In 1950s, nail art was in its nascent stages; women were mostly opting between a colorful single coat or a French manicure to enhance the beauty of their hands. Common shades such as pink, red and nude stole the show, however, the latter half of that era marked an emergence of soft pastel colors as a preferred choice amongst the fashion-enthusiasts.
During the 1950s, red and pink were the predominant colors of choice for nails. Red embodied ferocity while pink was delicate; women chose to pair their nails with a fitting red lipstick while teenage girls mostly went for the softer hue. Though not as popular as the others, some preferred more sophisticated and refined neutral shades for nails.
From the latter part of the 1950s, soft colors such as pale blue and delicate pink surged in popularity.
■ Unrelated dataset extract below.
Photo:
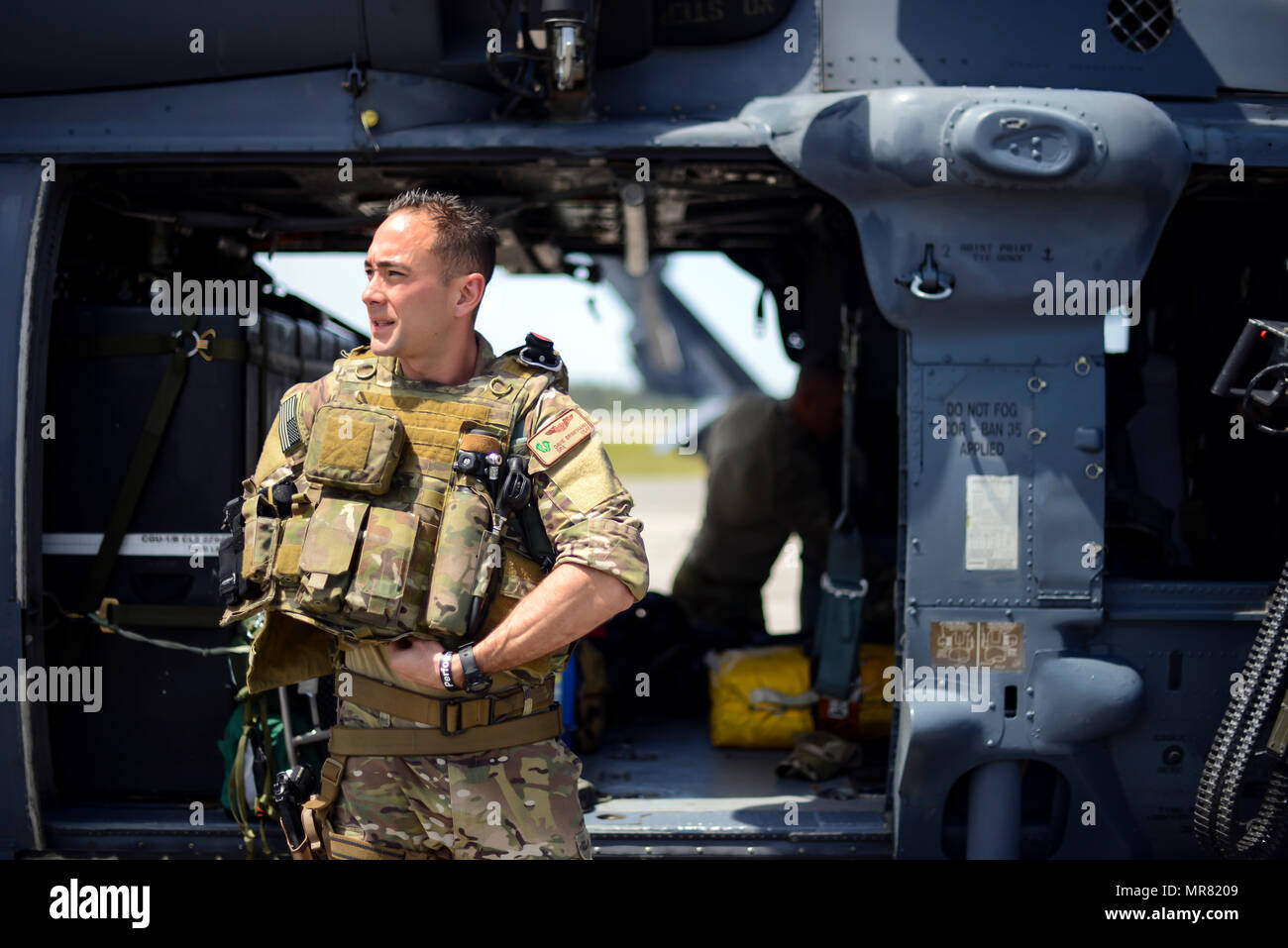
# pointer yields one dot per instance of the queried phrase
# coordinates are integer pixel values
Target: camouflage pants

Teenagers and young women embraced these hues as a symbol of vibrancy and youth.
During the 1950s, vivid hues like mustard yellow, hunter green, and tangerine formed an integral part of people’s wardrobes. Such buoyant colors were associated with enjoyment, exuberance and merriment, and were routinely sported at celebrations and festive gatherings.
In the 1950s, nail polishing enthusiasts had three major brands to choose from. Max Factor was renowned for its pioneering hues and finishes, Revlon celebrated for its budget-friendly shades, and Coty for its rainbow of pigments.